Figure 7 shows the histogram of wave heights at Chabahar and Muscat. The results of the simulations indicate that 64 percent of trials bring small waves (wave heights lower than 0.5 m) to Chabahar, while 46 percent of trials bring small waves to Muscat. This is mainly because of the great distance between the cities’ and scenario’s source locations, and small slope angles in some locations. On the other hand, two percent and 13 percent of scenarios would create dangerous waves (wave heights larger than 2 m) for Chabahar and Muscat, respectively. Only if the submarine landslide is huge (greater than 40 km3) and close enough to the city can it produce devastating effects in the coastal cities. By taking into account all the scenarios, the average wave height at Chabahar and Muscat are 0.5 m, and 1.7 m, respectively. Although Chabahar can experience dangerous waves during a few scenarios, the difference between the maximum and average illuminates that most of the scenarios do not pose any serious hazard in that part of the domain.
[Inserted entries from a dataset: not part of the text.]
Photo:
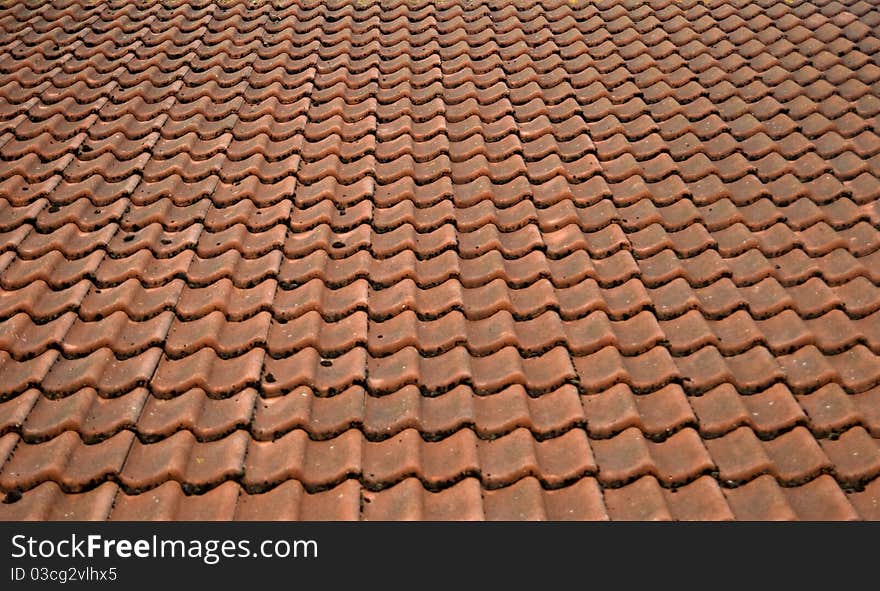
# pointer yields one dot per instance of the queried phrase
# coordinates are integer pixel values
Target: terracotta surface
(444, 260)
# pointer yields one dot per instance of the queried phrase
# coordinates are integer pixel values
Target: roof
(385, 260)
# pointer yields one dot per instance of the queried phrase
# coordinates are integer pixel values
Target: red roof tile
(464, 260)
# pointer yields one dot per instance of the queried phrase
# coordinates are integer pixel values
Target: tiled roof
(323, 260)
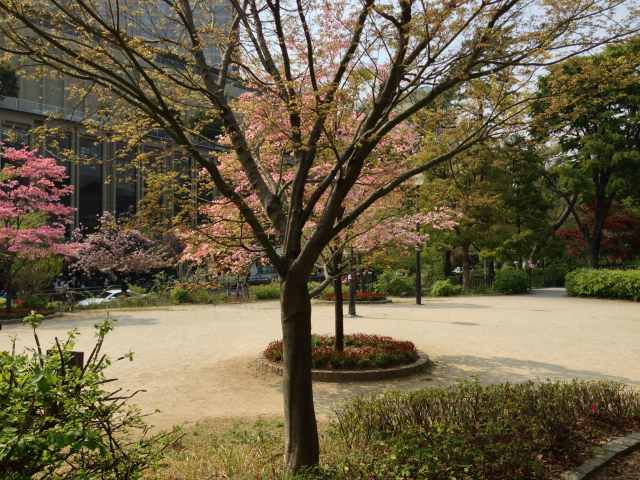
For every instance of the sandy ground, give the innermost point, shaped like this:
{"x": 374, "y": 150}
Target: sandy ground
{"x": 199, "y": 361}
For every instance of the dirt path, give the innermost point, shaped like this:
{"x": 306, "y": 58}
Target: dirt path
{"x": 199, "y": 361}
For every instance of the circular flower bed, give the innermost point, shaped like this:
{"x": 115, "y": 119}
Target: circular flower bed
{"x": 361, "y": 296}
{"x": 361, "y": 352}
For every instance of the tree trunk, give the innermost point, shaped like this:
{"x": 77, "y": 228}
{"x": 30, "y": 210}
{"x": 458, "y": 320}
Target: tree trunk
{"x": 301, "y": 431}
{"x": 466, "y": 267}
{"x": 339, "y": 302}
{"x": 352, "y": 285}
{"x": 446, "y": 264}
{"x": 489, "y": 271}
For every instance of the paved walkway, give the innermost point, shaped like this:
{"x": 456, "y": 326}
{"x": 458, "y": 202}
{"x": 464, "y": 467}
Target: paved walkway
{"x": 198, "y": 361}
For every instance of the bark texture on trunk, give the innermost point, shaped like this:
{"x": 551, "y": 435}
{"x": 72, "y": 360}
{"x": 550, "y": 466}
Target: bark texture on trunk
{"x": 466, "y": 267}
{"x": 447, "y": 269}
{"x": 301, "y": 431}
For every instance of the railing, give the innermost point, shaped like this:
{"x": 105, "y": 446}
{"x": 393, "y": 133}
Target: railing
{"x": 29, "y": 106}
{"x": 619, "y": 266}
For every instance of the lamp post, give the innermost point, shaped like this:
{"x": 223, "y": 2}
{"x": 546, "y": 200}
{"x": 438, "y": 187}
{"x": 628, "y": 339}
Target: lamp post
{"x": 418, "y": 181}
{"x": 418, "y": 271}
{"x": 352, "y": 285}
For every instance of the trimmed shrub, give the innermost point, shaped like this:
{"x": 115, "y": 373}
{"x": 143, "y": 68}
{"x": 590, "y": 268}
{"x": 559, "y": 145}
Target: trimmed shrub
{"x": 270, "y": 291}
{"x": 330, "y": 294}
{"x": 445, "y": 288}
{"x": 470, "y": 431}
{"x": 361, "y": 351}
{"x": 620, "y": 284}
{"x": 510, "y": 281}
{"x": 396, "y": 284}
{"x": 60, "y": 421}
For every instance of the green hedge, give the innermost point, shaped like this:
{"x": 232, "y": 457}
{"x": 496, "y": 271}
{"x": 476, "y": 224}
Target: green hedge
{"x": 471, "y": 431}
{"x": 396, "y": 284}
{"x": 622, "y": 284}
{"x": 510, "y": 281}
{"x": 445, "y": 288}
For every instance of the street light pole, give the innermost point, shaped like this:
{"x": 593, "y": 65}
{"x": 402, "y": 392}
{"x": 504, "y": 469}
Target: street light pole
{"x": 418, "y": 272}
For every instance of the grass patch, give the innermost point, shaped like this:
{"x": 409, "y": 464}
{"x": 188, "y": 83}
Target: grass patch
{"x": 361, "y": 351}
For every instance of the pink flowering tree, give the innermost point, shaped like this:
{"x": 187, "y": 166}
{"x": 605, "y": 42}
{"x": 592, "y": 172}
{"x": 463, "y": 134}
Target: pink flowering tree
{"x": 33, "y": 216}
{"x": 117, "y": 251}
On the other hand, the considerable average wave height for Muscat shows that this city is more vulnerable to landslide-generated tsunamis and can experience some huge waves during several scenarios. This also confirms our previous finding that Muscat seems to be more susceptible to landslide-generated tsunamis.

Fig. 7
figure 7

Histograms of wave heights at Chabahar a and Muscat b for all scenarios

5 Conclusion

We investigated the effects of submarine landslide-generated waves on coastlines in western Makran. To avoid unrealistic worst-case scenarios and hazard assessment by assuming a single worst-case scenario, we simulated different scenarios with landslide volumes varying from 10 to 40 km3 in 25 different locations. The results of our simulations reveal that although most of the scenarios do not create waves larger than 0.5 m, both Chabahar, Iran and Muscat, Oman experience severe waves during some scenarios and that Oman’s coastline is more vulnerable to landslide-generated waves. As all the simulated scenarios in this paper were hypothetical, we concluded that Iran’s coastline seems to be less vulnerable to huge landslide-generated tsunami waves because of the large gap between the maximum and average wave height in all scenarios. For a better understanding of the level of hazard related to submarine landslides for future tsunami hazard mitigation programs, more geological, geotechnical, and sedimentological studies are required in western Makran. In recent years, the main focus of tsunami research centers has been earthquake-generated tsunamis in the region. This study reveals that the effect of submarine landslide-generated waves is not negligible and should be taken into account in future tsunami hazard assessment studies in the region. Moreover, if any of the tsunamigenic earthquakes are accompanied by a landslide in the region, it would escalate the situation and would possibly lead to run-ups that are greater than what would be expected for earthquake-generated tsunamis. A probabilistic approach for determining hazard assessments for submarine landslide tsunamis or a new machine-learning approach can shed more light on the hazard of landslide-generated waves in the region. Additionally, having the ability to more accurately locate previous landslides using geological and bathometric data and simulate them using more accurate models for the generation and propagation phase can provide insight into potential consequences of tsunamis and can inform risk management decisions.